Help finding volume of solid using disk/washer method

[R.M.]

I am attempting to find the volume of a solid, but I found two conflicting answers, neither of which agree with mine.

Problem: "Find the volume of the solid obtained by rotating the region bounded by the given curves about the specified line.
y=[MATH]\bbox{\frac{1}{4}}[/MATH]x², x=2, y=0, about the y-axis"

My attempted solution:
Graphed the region, then sketched the resulting solid (kinda sorta).




Since I'm rotating about the y-axis, I need a horizontal cross-section of height [MATH]\Delta y[/MATH]. Rewriting the original function in terms of y gives x=[MATH]\pm2\sqrt {y}[/MATH].

R = 2 and r = 2[MATH]\sqrt{y}[/MATH]. Therefore area of cross-section is [MATH]\pi[/MATH](R²-r²) = [MATH]\pi[/MATH](4-4y).

[MATH]\pi\int_0^1 (4-4y) \,dy[/MATH] = [MATH]\pi[/MATH](4y-2y²[MATH]\Biggr|_{0}^{1}[/MATH] = 2[MATH]\pi[/MATH].

When I went to verify my solution, one source said the answer was [MATH]\frac{\pi}{6}[/MATH] and another source said the answer was 16[MATH]\pi[/MATH]. If I'm incorrect, I'm not sure where I made a mistake. Thank you for any advice/help.

 

[tkhunny]

One may wish to start with the Filled-In Right Circular Cylinder. [math]\pi\cdot 2^{2}\cdot 1 = 4\pi[/math]. This rather firmly rules out [math]16\pi[/math]

 

[Dr.Peterson]

When I went to verify my solution, one source said the answer was [MATH]\frac{\pi}{6}[/MATH] and another source said the answer was 16[MATH]\pi[/MATH]. If I'm incorrect, I'm not sure where I made a mistake. Thank you for any advice/help.
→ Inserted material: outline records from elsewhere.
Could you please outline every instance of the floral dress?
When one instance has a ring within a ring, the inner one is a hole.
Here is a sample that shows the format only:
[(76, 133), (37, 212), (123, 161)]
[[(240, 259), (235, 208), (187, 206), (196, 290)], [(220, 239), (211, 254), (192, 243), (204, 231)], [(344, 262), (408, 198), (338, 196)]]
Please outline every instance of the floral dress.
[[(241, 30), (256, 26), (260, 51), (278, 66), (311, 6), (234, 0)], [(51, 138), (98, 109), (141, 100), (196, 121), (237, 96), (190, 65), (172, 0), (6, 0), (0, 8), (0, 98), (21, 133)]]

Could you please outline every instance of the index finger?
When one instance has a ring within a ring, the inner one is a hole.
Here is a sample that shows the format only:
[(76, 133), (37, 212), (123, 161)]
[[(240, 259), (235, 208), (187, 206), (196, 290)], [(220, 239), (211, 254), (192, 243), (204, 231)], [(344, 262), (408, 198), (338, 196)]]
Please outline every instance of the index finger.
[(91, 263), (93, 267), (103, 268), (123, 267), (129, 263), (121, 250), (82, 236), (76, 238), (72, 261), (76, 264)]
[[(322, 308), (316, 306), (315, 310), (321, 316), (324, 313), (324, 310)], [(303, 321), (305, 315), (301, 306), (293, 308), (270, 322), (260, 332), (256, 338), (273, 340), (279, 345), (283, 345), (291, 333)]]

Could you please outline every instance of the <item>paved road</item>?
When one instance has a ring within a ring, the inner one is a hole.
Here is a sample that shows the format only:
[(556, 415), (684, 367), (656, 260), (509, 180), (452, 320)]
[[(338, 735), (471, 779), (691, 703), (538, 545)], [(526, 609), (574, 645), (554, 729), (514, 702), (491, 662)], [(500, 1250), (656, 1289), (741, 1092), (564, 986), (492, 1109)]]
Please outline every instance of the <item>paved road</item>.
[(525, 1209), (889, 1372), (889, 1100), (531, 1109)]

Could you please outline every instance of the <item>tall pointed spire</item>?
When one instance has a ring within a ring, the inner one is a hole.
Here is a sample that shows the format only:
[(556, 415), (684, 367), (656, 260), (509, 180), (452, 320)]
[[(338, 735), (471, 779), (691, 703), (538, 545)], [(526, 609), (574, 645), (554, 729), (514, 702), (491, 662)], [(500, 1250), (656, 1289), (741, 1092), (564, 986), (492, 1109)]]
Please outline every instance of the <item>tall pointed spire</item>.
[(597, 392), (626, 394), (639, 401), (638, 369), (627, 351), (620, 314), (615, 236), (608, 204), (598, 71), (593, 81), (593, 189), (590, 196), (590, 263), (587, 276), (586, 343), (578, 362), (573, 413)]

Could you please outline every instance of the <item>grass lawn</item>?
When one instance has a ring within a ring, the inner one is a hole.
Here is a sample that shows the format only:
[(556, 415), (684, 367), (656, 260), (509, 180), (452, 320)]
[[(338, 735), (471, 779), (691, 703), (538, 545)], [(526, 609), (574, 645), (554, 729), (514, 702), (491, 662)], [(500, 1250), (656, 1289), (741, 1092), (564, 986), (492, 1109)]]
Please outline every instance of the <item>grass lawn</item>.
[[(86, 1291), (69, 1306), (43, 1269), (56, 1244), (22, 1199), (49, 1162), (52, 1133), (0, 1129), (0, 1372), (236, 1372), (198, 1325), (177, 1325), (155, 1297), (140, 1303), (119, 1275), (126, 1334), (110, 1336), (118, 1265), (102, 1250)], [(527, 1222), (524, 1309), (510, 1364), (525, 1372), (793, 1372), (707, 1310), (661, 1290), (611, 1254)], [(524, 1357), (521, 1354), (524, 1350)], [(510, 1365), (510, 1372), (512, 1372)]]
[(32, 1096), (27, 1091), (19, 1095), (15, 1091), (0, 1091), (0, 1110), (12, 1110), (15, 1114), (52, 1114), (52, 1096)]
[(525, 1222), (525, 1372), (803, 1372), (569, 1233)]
It would appear that your mistake was in selecting your sources! Are you sure they are solving the same problem? Are they reliable? What were they?

 

[MarkFL]

Using the washer method:

[MATH]dV=\pi(2^2-4y)\,dy=4\pi(1-y)\,dy[/MATH]
Hence:

[MATH]V=4\pi\int_0^1 1-y\,dy=4\pi\left[y-\frac{1}{2}y^2\right]_0^1=2\pi[/MATH]
Shell method:

[MATH]dV=2\pi x\cdot\frac{1}{4}x^2\,dx=\frac{\pi}{2}x^3\,dx[/MATH]
Hence:

[MATH]V=\frac{\pi}{2}\int_0^2 x^3\,dx=\frac{\pi}{8}\left[x^4\right]_0^2=2\pi[/MATH]
So, I do agree with your result.

 

[R.M.]

Thank you so much. I thought I was losing my mind! I have taught high school math for the last 18 years (mostly geometry, algebra 2, and most recently precalculus), and may be assigned to teach calculus as a CAPP (college credit) course soon. For the past year or so, I've been slowly working my way through a calculus book to review the concepts and make sure I can solve problems that I may assign. I have answers to odds, so this particular one I punched into google to check my answer. After re-reading the 2 "sources" I checked, I discovered why they didn't match my answer. One had the correct integration bounds, but wrote the integral in terms of x and dx; the other one had the integral in terms of y and dy, but took the integral over [-2, 2].

 

[R.M.]

One source was yahoo answers (face palm). Appears whoever wrote that used disks rather than washers. The other one was a bit more legitimate in my opinion: https://math.berkeley.edu/~buehler/1A-Fall2012/Worksheet31-Solutions.pdf

Solution is on page 4. Was puzzled why it didn't match mine, until I realized that the integral bounds are x-values, while the function being integrated is in terms of y.

 

[MarkFL]

I forgot to say:

Hello, and welcome to FMH!

You did a great job of presenting the problem, and showing your work, and answering posted questions. Model forum behavior.

 

[HallsofIvy]

Notice that you can also do this by calculating the volume of the "hole" and subtracting that from the volume of the cylinder you get by rotating 0< x< 2, 0< y< 1 around the y-axis. That cylinder has radius 2 and height 1 so its volume is \(\displaystyle 4\pi\). The "hole" is the parabola \(\displaystyle y= x^2/4\) with x= 0 to 2, y from \(\displaystyle y= x^2/4\) to 1. A "disk" at a given y will have radius \(\displaystyle x= 2y^{1/2}\) so area \(\displaystyle 4\pi y\) and, with thickness "dy", volume \(\displaystyle 4\pi y dy\). The total volume of the "hole" is \(\displaystyle 4\pi \int_0^1 ydy= 2\pi\). The volume of the original region is \(\displaystyle 4\pi- 2\pi= 2\pi\).